Meet the Real Villain of the Financial Crisis

By BETHANY McLEAN
TODAY, we will have the pleasure of watching outraged members of the Senate Permanent Subcommittee on Investigations fire questions at a half-dozen executives from Goldman Sachs. The firm first attracted anger for its return to making billions, and paying its employees millions, right after the financial crisis. And since the Securities and Exchange Commission this month charged Goldman with fraud over an investment tied to subprime mortgages, politicians have turned the firm into the arch-villain of the economic collapse.

But the transaction at the heart of the S.E.C.’s complaint is a microcosm of the entire credit crisis. That is, there are no good guys here. It’s dishonest and ultimately dangerous to pretend that Goldman is the only bad actor. And the worst actor of all is the one leading the charge against Goldman: our government.

Each of the supposed victims here was, at best, a willing accomplice. Let’s start with those who bet that the investment in question, Abacus 2007-AC1, would be profitable for them: a bond insurer called ACA Capital Holdings and a German bank named IKB Deutsche Industriebank.
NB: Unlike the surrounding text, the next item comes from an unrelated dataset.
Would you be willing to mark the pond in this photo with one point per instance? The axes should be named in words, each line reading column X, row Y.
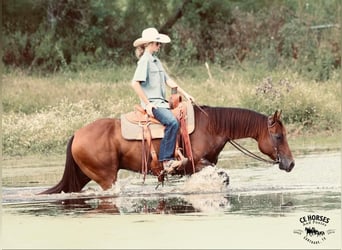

These companies allegedly didn’t know that Goldman, in exchange for $15 million in fees, had allowed a client, the hedge fund manager John Paulson, to help design the investment in order to improve the odds that it would fail.

But there was nothing hindering ACA’s ability to see that mortgages sold to people who probably couldn’t pay weren’t great investments. Meanwhile, the company’s insurance arm was covering as many subprime mortgages as it could to increase its own short-term profits. In some ways, the ACA story is the A.I.G. story: The company thought it had found free money — and basically bankrupted itself.

Similarly, the German bank advertised itself as a sophisticated investor, but didn’t seem to have bothered to analyze the subprime-backed bonds it was buying. The bank just relied on the AAA rating and, not surprisingly, pretty much bankrupted itself, too.

Which brings us to the rating agencies that stamped over 75 percent of Goldman’s Abacus securities with that AAA rating, meaning the securities were supposed to be as safe as United States Treasury bonds. They did the same to billions of dollars worth of equally appalling securities backed by subprime mortgages at other firms. Without the cravenness of the rating agencies, there would have been no Abacus, and no subprime mortgage crisis.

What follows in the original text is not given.